Among the arguments offered by the Respondent in Error were the following:

  1. First and Fourteenth Amendment Rights of Assembly Violated: This argument distinguished Gitlow and made several specific points, such as: 

·         Crime of Assembling: “The crime of ‘assembling’ is an absolute novelty in American law.  This is the only case of record in all our law books . . . in which the judgment depends solely on a charge of assembling with a society devoted to the propagation of a certain form of doctrine.” (emphasis in original)  That is, the “act of ‘assembling’ takes its criminal quality from the antecedent character of the society with which the accused assembles, not from any actual advocacy of criminal syndicalism that is aided or instigated by his act of assembling.”

·         Opinion vs. Incitement: “One may be an anarchist and give frequent expression to his anarchistic belief without running afoul of the Criminal Anarchy statute.  An utterance without incitement-quality and incitement-intent is not criminally punishable.”  Indeed, “[u]ntil opinion by its form and intent passes over this realm of incitement it is beyond the reach of the police power.

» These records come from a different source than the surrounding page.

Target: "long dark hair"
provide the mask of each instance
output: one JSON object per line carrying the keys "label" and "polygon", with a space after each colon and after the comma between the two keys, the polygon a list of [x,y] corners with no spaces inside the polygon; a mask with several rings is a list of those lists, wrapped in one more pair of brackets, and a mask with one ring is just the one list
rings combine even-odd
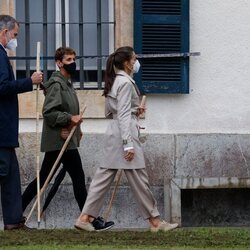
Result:
{"label": "long dark hair", "polygon": [[105,85],[103,95],[107,97],[109,91],[111,90],[113,83],[115,81],[115,69],[123,70],[124,63],[131,60],[134,49],[129,46],[118,48],[113,54],[108,57],[106,63],[106,71],[105,71]]}

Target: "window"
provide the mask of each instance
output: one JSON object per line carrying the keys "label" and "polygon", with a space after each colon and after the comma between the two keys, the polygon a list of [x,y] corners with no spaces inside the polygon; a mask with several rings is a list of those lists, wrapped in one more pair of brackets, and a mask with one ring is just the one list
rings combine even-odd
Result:
{"label": "window", "polygon": [[[135,0],[134,48],[142,93],[189,92],[189,0]],[[162,54],[173,53],[171,57]],[[153,54],[146,58],[147,54]],[[161,57],[153,57],[161,54]],[[144,57],[144,58],[143,58]]]}
{"label": "window", "polygon": [[114,50],[114,0],[16,0],[16,18],[18,77],[35,70],[36,43],[41,41],[45,81],[56,69],[56,48],[69,46],[78,56],[79,88],[102,87],[104,57]]}

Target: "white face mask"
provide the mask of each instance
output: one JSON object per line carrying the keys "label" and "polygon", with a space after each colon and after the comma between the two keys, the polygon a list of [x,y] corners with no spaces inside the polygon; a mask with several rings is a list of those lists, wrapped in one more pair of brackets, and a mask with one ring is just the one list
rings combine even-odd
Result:
{"label": "white face mask", "polygon": [[7,49],[10,49],[10,50],[15,50],[16,47],[17,47],[17,40],[16,40],[16,38],[11,39],[11,40],[7,43],[7,45],[6,45],[6,48],[7,48]]}
{"label": "white face mask", "polygon": [[[8,38],[7,38],[8,39]],[[10,50],[15,50],[17,47],[17,39],[16,38],[12,38],[8,41],[6,48],[10,49]]]}
{"label": "white face mask", "polygon": [[134,65],[133,65],[133,72],[134,73],[138,73],[140,70],[141,64],[139,63],[138,60],[135,61]]}

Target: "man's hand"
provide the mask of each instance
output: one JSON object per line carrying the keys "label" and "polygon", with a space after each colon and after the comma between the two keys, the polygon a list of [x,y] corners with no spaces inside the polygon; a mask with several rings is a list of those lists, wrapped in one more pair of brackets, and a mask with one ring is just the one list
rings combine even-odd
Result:
{"label": "man's hand", "polygon": [[43,73],[42,72],[34,72],[31,76],[32,84],[39,85],[43,81]]}
{"label": "man's hand", "polygon": [[134,149],[129,149],[126,151],[126,154],[124,156],[126,161],[132,161],[135,156],[135,150]]}

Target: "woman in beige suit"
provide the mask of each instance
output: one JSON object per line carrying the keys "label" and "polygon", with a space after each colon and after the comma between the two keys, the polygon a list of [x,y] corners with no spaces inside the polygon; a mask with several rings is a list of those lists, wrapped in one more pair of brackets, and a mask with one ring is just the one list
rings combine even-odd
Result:
{"label": "woman in beige suit", "polygon": [[91,222],[98,216],[119,169],[124,171],[144,219],[149,220],[151,231],[168,231],[178,226],[160,220],[156,200],[149,189],[137,123],[145,108],[139,106],[140,93],[131,78],[139,68],[131,47],[117,49],[107,60],[105,113],[112,120],[105,134],[103,165],[97,169],[89,187],[87,200],[75,224],[78,229],[95,230]]}

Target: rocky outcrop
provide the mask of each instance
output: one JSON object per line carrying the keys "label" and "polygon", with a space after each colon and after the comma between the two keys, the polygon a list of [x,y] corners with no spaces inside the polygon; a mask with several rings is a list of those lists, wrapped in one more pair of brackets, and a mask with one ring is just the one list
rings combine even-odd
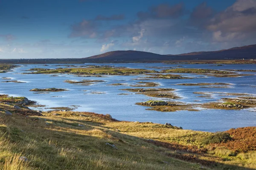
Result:
{"label": "rocky outcrop", "polygon": [[106,145],[111,146],[114,149],[118,149],[117,147],[116,147],[114,144],[111,144],[109,143],[108,143],[108,142],[106,143],[105,144],[106,144]]}
{"label": "rocky outcrop", "polygon": [[142,105],[148,106],[167,106],[168,103],[164,101],[153,101],[150,100],[141,103]]}
{"label": "rocky outcrop", "polygon": [[17,106],[17,105],[15,105],[14,106],[13,106],[13,108],[16,109],[21,109],[21,108],[20,108],[20,107],[19,106]]}
{"label": "rocky outcrop", "polygon": [[215,106],[219,108],[236,108],[241,109],[244,108],[244,106],[240,105],[237,105],[236,104],[226,104],[225,103],[215,105]]}

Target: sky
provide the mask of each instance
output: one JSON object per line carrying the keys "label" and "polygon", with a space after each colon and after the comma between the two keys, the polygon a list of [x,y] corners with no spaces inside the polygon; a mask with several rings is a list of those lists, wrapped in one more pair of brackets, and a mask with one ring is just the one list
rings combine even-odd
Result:
{"label": "sky", "polygon": [[0,59],[256,44],[256,0],[0,0]]}

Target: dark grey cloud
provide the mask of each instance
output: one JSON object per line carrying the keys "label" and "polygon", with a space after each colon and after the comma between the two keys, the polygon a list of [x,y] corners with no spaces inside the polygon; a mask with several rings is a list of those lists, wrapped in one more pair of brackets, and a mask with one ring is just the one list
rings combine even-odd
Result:
{"label": "dark grey cloud", "polygon": [[140,11],[137,16],[141,19],[148,18],[177,18],[184,14],[185,6],[183,3],[171,6],[167,3],[152,6],[147,11]]}
{"label": "dark grey cloud", "polygon": [[106,17],[102,15],[98,15],[95,18],[96,20],[110,21],[114,20],[122,20],[125,19],[123,14],[113,15],[110,17]]}
{"label": "dark grey cloud", "polygon": [[[256,43],[255,0],[237,0],[218,12],[204,2],[189,13],[180,3],[160,4],[137,14],[129,23],[107,28],[101,27],[102,21],[119,20],[122,16],[99,15],[84,20],[72,26],[70,37],[96,38],[96,42],[103,44],[102,51],[119,45],[162,54],[164,50],[178,54]],[[123,40],[113,42],[119,38]]]}
{"label": "dark grey cloud", "polygon": [[206,28],[213,32],[214,40],[230,42],[250,37],[256,38],[256,0],[237,0],[224,11],[215,14]]}

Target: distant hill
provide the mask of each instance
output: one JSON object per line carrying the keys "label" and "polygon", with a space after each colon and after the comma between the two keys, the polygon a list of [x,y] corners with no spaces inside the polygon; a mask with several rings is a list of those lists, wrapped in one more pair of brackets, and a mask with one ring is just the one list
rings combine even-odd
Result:
{"label": "distant hill", "polygon": [[227,49],[213,51],[193,52],[178,55],[167,55],[169,56],[178,57],[180,60],[223,60],[241,59],[243,58],[256,58],[256,45],[234,47]]}
{"label": "distant hill", "polygon": [[145,61],[169,60],[170,57],[148,52],[136,51],[116,51],[108,52],[101,54],[84,58],[85,60],[116,61]]}
{"label": "distant hill", "polygon": [[160,55],[135,51],[116,51],[84,58],[85,61],[160,62],[169,60],[256,59],[256,45],[214,51],[193,52],[177,55]]}
{"label": "distant hill", "polygon": [[[116,51],[87,58],[72,59],[0,59],[0,63],[47,64],[85,62],[143,62],[198,60],[256,59],[256,45],[215,51],[193,52],[177,55],[160,55],[137,51]],[[255,61],[253,61],[254,62]],[[255,61],[256,62],[256,61]]]}

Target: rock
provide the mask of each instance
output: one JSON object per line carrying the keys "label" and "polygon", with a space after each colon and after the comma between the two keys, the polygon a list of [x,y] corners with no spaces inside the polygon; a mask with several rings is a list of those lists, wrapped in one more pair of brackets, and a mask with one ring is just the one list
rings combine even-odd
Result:
{"label": "rock", "polygon": [[31,110],[28,107],[26,106],[23,106],[23,108],[25,108],[26,109]]}
{"label": "rock", "polygon": [[17,105],[15,105],[13,106],[13,108],[16,109],[20,109],[21,108],[19,106],[17,106]]}
{"label": "rock", "polygon": [[105,144],[107,146],[110,146],[114,149],[118,149],[117,147],[116,147],[114,144],[110,144],[109,143],[107,142],[105,143]]}
{"label": "rock", "polygon": [[19,160],[26,162],[28,161],[28,159],[25,156],[20,156],[20,158],[19,158]]}
{"label": "rock", "polygon": [[7,115],[12,115],[12,113],[10,112],[9,110],[5,110],[5,113]]}
{"label": "rock", "polygon": [[82,116],[82,117],[86,117],[86,116],[85,115],[84,115],[83,114],[80,114],[80,115],[79,115],[79,116]]}

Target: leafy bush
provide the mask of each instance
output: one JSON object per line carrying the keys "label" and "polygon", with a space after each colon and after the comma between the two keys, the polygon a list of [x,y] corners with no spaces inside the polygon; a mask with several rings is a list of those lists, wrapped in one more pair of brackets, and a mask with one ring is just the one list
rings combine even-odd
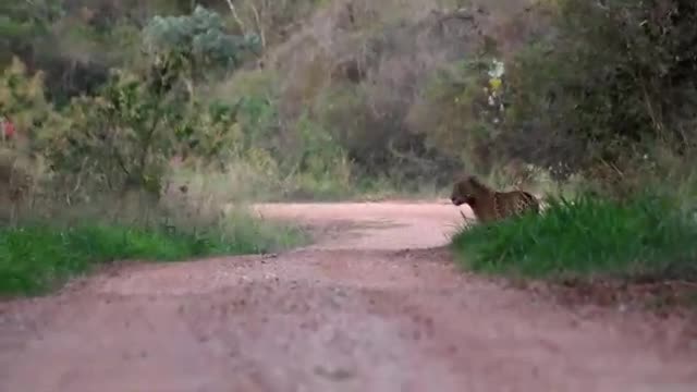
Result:
{"label": "leafy bush", "polygon": [[75,99],[63,114],[61,126],[42,135],[42,152],[61,180],[93,191],[159,197],[174,157],[212,160],[234,145],[233,107],[151,88],[126,72],[99,96]]}
{"label": "leafy bush", "polygon": [[259,46],[256,35],[227,34],[222,17],[200,5],[191,15],[155,16],[143,34],[148,52],[155,57],[181,56],[196,76],[203,76],[206,70],[232,71],[245,52]]}
{"label": "leafy bush", "polygon": [[670,198],[582,195],[453,237],[467,268],[529,278],[697,279],[697,221]]}
{"label": "leafy bush", "polygon": [[[656,145],[678,156],[694,148],[696,3],[566,0],[553,7],[551,34],[510,66],[501,150],[599,177],[652,162]],[[594,171],[598,167],[609,173]]]}

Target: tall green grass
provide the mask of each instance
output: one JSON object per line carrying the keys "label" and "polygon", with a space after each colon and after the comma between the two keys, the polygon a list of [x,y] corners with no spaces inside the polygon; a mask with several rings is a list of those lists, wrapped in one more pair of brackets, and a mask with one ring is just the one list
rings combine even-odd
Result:
{"label": "tall green grass", "polygon": [[457,232],[458,261],[526,278],[697,279],[697,221],[671,199],[552,198],[527,215]]}
{"label": "tall green grass", "polygon": [[110,223],[0,228],[0,296],[38,295],[115,260],[259,254],[306,241],[296,229],[236,213],[206,231]]}

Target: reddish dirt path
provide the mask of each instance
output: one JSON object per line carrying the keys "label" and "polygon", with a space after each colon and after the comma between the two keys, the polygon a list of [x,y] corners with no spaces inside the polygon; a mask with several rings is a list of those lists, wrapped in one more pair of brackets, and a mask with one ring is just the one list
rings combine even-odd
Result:
{"label": "reddish dirt path", "polygon": [[0,391],[697,391],[684,321],[460,273],[447,204],[259,206],[278,257],[138,265],[0,305]]}

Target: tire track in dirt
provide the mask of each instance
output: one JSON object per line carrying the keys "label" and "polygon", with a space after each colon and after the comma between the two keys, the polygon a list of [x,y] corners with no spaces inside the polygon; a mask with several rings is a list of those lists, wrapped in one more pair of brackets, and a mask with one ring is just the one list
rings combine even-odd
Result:
{"label": "tire track in dirt", "polygon": [[458,271],[445,203],[260,205],[318,242],[0,305],[0,391],[695,391],[686,321]]}

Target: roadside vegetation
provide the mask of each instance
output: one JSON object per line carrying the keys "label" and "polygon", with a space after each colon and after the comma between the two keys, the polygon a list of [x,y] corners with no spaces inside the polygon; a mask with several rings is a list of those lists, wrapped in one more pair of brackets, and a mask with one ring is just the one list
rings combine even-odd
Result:
{"label": "roadside vegetation", "polygon": [[566,284],[678,282],[694,295],[697,8],[681,0],[543,8],[550,34],[509,61],[496,146],[500,157],[552,168],[558,183],[579,181],[572,194],[548,193],[538,217],[460,231],[458,260]]}
{"label": "roadside vegetation", "polygon": [[[119,254],[76,252],[65,240],[66,254],[95,264],[262,252],[303,235],[242,207],[221,211],[443,197],[466,171],[551,204],[536,220],[458,233],[453,246],[469,268],[693,280],[695,9],[688,0],[3,3],[2,230],[47,249],[69,232],[151,244],[124,243],[137,252]],[[111,244],[93,234],[84,237]],[[62,280],[50,261],[45,273],[41,262],[20,268],[22,246],[7,238],[0,258],[13,261],[0,262],[10,271],[0,282],[15,283],[0,284],[15,289],[4,292]],[[182,245],[163,245],[173,238]]]}

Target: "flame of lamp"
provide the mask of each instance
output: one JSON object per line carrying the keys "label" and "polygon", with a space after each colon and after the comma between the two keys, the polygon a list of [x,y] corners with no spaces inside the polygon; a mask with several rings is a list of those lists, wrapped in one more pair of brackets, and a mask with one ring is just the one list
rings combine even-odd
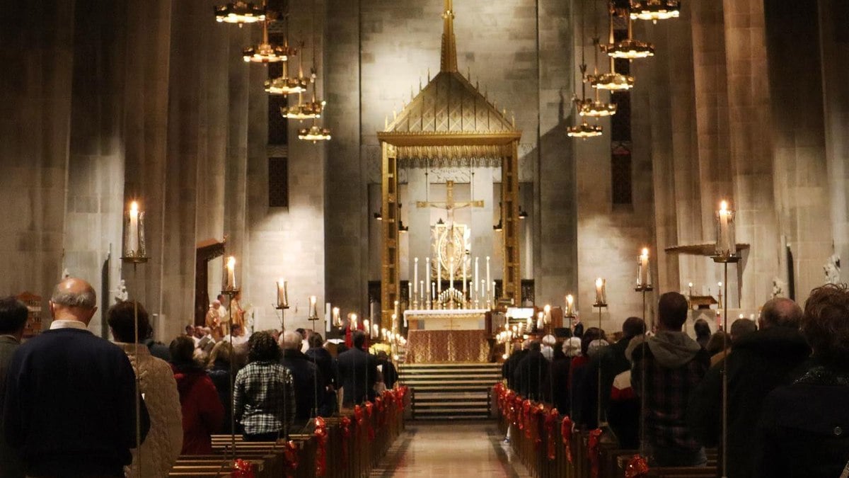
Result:
{"label": "flame of lamp", "polygon": [[234,2],[215,8],[215,20],[219,23],[233,23],[239,28],[246,23],[265,21],[266,12],[263,7],[254,3]]}
{"label": "flame of lamp", "polygon": [[602,129],[600,125],[589,124],[584,122],[581,124],[566,128],[566,135],[570,138],[581,138],[586,139],[587,138],[601,136],[601,131]]}
{"label": "flame of lamp", "polygon": [[576,100],[575,102],[577,106],[578,114],[582,117],[600,117],[616,114],[616,103],[596,101],[592,98]]}
{"label": "flame of lamp", "polygon": [[248,47],[242,51],[242,58],[250,63],[277,63],[286,61],[290,56],[297,54],[297,49],[289,45],[275,45],[262,43]]}
{"label": "flame of lamp", "polygon": [[587,75],[590,86],[609,91],[625,91],[634,87],[634,77],[621,73],[600,73]]}
{"label": "flame of lamp", "polygon": [[631,0],[631,20],[659,20],[678,18],[681,0]]}
{"label": "flame of lamp", "polygon": [[627,60],[655,56],[654,45],[633,38],[626,38],[621,42],[605,45],[604,51],[607,52],[608,56]]}
{"label": "flame of lamp", "polygon": [[318,141],[329,141],[330,138],[329,129],[319,128],[315,124],[311,126],[309,129],[303,128],[298,130],[298,139],[303,139],[304,141],[318,143]]}
{"label": "flame of lamp", "polygon": [[307,101],[295,106],[281,106],[280,114],[285,118],[305,120],[320,118],[326,101]]}
{"label": "flame of lamp", "polygon": [[306,85],[309,78],[305,77],[295,77],[287,78],[286,77],[278,77],[270,80],[266,80],[265,89],[269,94],[294,94],[306,91]]}

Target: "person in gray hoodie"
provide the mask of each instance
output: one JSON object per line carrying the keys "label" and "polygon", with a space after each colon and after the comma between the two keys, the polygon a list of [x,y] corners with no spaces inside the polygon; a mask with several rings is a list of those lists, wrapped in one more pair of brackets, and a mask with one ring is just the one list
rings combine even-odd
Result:
{"label": "person in gray hoodie", "polygon": [[645,401],[644,436],[649,466],[704,466],[705,448],[685,419],[689,395],[711,363],[707,352],[681,331],[687,299],[670,292],[658,303],[659,328],[654,337],[635,337],[626,356],[631,360],[632,386]]}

·         Conspiracy: The crime with which Ruthenberg was charged smacked of the more traditional crime of conspiracy, which the defense was quick to distinguish: “the charge laid out in this case and the evidence by which it is supported do not fall within the classification of conspiracy.  It was not alleged or proved that the plaintiff in error, at the time and place of the supposed felony, entered into a certain plan and agreement with other persons to undertake the future dissemination in some form of the doctrine of criminal syndicalism.”  If the idea of conspiracy can be detached from the logic of the state syndicalism law, what then is the purpose of such a law other than to penalize beliefs?

  1. State Syndicalism Law is Beyond the Police Power: The defense argued that the Michigan law contravened the State’s lawful police powers because the “statute does not require that the said act of assembling shall present or manifest a clear and present danger of overt criminal injury or public disturbance.”